The Anti-Competitive US Marketplace

President_sealThe US Council of Economic Advisers released a report on April 15th that cited examples of anticompetitive market power throughout many sectors of the US economy. The report says that in many sectors of the economy that the fifty largest companies control more of the market today than they did in 1997.

The conclusion of the report is that industry concentration has an overall negative impact on the economy. The largest companies in each industry tend to erect barriers that squelch start-ups, thwarts innovation and discourage real competition.

The president used this report to issue an executive order on April 30 that instructs all executive agencies and departments to submit a plan within 30 days of ways that they can promote competition. I don’t hold out a lot of hope of success for this action due to the fact that we are now deep into the last year of this presidency. But it’s still refreshing to see the government acknowledge that competition is better for our economy than having an economy controlled by large companies with huge market power.

There are few industries that demonstrate the negative aspects of anti-competitive behavior than telecom. The cellular part of the industry is probably the worst since four companies have the vast majority of customers in the country. There are not a lot of other cellular companies that own their own spectrum and many competitive alternatives to the big four, like Cricket, actually ride the networks of the bigger companies and buy wholesale minutes from them.
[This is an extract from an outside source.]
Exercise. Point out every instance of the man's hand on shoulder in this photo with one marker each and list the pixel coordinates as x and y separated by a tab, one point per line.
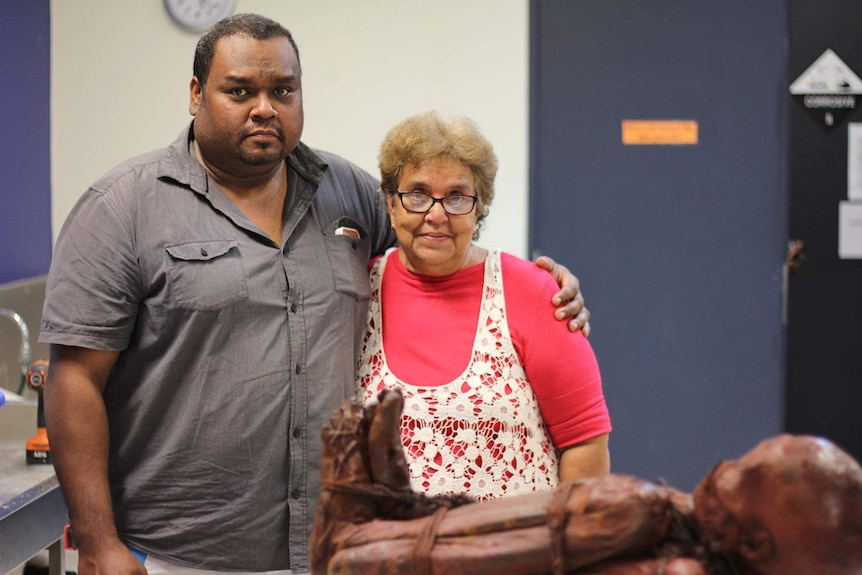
569	301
But right behind the concentration of cellular companies are the ISPs. A handful of largest cable companies and telcos have more than 90% of the broadband customers in the country. And even in markets where these providers overlap, the competition between these large companies can best be characterized as duopoly competition where the companies charge roughly the same prices and don’t compete in any meaningful way.

The only broadband markets in the country that have real competition are those where some outside party has entered the market with a competing network. That might be a municipal provider or else one of the handful of commercial providers that are building competitive networks.

Earlier this week I wrote about how the largest ISPs all attack municipal competition and the reason for this is clear. They don’t want there to be success stories where it can be shown that a city was effectively able to take over a market – because such an idea could spread to a whole lot of other cities.

The report goes on to show that government sometimes has been able to curb some of the worst abuses of anti-competitive behavior. There were a few government actions touted in the report as positive steps the government has taken to promote competition. One big action in the telecom space was blocking of the merge between AT&T and T-Mobile. Another was the FCC’s order of net neutrality and of placing broadband under Title II regulation.

But the feds also sometimes get it wrong. Right now the FCC is using the excuse of lack of competition as the motivation for ordering an opening of the settop box market. But I talk to folks in the industry all of the time and nobody I talk to thinks that settop boxes are much of a concern. If anything, the feeling is that new technology will naturally kill settop boxes and eliminate the need for them.

I was relieved to see the merger between Comcast and Time Warner die, but we are still seeing consolidation in the cable industry and the largest companies are getting more powerful. There is very little positive that can be gained from the Time Warner and Charter merger. And it’s always been disturbing to see large ISPs that also own programming content. That alone gives Comcast a huge advantage over anybody that tries to compete against them.

I don’t know how anybody can undo the consolidation in this industry. The big companies have locked up the market and the cost to build new networks to compete against them is a major barrier to entry. But perhaps having new networks built by municipalities and other commercial providers will chip away at enough of the market over time to make a difference.